In totaal vraagt de Commissie aan de lidstaten 66 miljard euro extra voor de komende vier jaar. Daarbovenop wil de Commissie nog eens 33 miljard euro lenen. De Commissie schat dat Nederland 3,1 miljard euro extra moet afdragen.
Vinger op de knip
Maar daar voelt het kabinet weinig voor. Minister van Buitenlandse Zaken Wopke Hoekstra stuurde een document naar de Tweede Kamer, waarin hij verwijst naar de Europese top van juli 2020. Tijdens die top besloten de Europese leiders dat de meerjarenbegroting niet tussentijds opgebroken kan worden.

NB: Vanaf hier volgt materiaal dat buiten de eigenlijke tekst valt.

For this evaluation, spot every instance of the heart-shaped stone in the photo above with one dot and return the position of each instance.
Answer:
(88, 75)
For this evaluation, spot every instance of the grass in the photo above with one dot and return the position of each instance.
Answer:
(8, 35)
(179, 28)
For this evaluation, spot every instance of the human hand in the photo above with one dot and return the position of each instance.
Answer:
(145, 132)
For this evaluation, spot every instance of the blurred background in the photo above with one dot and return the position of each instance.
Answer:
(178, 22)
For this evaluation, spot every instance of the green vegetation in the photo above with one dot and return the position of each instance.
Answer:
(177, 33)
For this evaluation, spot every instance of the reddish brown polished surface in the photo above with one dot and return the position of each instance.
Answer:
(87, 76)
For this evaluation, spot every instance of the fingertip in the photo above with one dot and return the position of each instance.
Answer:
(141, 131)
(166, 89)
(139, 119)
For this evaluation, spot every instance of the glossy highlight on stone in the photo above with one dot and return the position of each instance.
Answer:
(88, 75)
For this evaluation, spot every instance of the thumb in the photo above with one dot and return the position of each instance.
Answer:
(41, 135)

Overigens wil het kabinet de komende jaren binnen de Europese begroting meer aandacht voor onderzoek en innovatie, duurzaamheid en migratie. Eerder gaf de Commissie al aan dat dit voor haar ook de prioriteiten zijn. Dit zijn evenwel geen onvoorziene uitgaven. De Commissie moet hiervoor dus teruggrijpen naar de financiële middelen die ze nu al heeft, vindt Nederland.
Ook voor de gestegen rentekosten moet de oplossing worden gezocht binnen de huidige begroting, stelt Nederland. Zelf moeten we ook creatief omgaan met de gevolgen van de gestegen rente op de Nederlandse begroting, zegt het kabinet.
De portemonnee trekken
Het grootste deel van het extra geld wil de Commissie aan Oekraïne besteden. Een nieuw fonds ter waarde van 50 miljard euro moet ervoor zorgen dat Brussel het land kan blijven steunen. De pot, die zou bestaan uit leningen en giften, moet Oekraïne ook helpen bij de naoorlogse wederopbouw. Aan het geld zijn hervormingsvoorwaarden verbonden die Oekraïne moeten voorbereiden op EU-lidmaatschap.
Voor Oekraïne wil Nederland wel de portemonnee trekken. Volgens het kabinet gaat het hier immers om onvoorziene uitgaven. Omdat “het verloop van de situatie in Oekraïne moeilijk te voorspellen is”, kunnen de Nederlandse afdrachten naar de EU wel heel wat onvoorspelbaarder worden.
Tot slot vroeg de Commissie ook extra geld om tegemoet te komen aan de gestegen kosten van het eigen personeel. Maar het kabinet heeft geen zin om te betalen voor de geïndexeerde lonen van het Commissiepersoneel. Over het extra personeel dat de Commissie wil aanwerven door het groeiende takenpakket, blijft het kabinet voorlopig op de vlakte. Als de Commissie beter wil uitleggen waar die 885 extra voltijdse krachten precies voor nodig zijn, wil Nederland weer kijken wat mogelijk is.
De kans dat de Europese Commissie haar volledige wensenlijstje kan afvinken, is klein. Want hiervoor is unanimiteit nodig onder de lidstaten. Wat betekent dat alle lidstaten akkoord moeten gaan.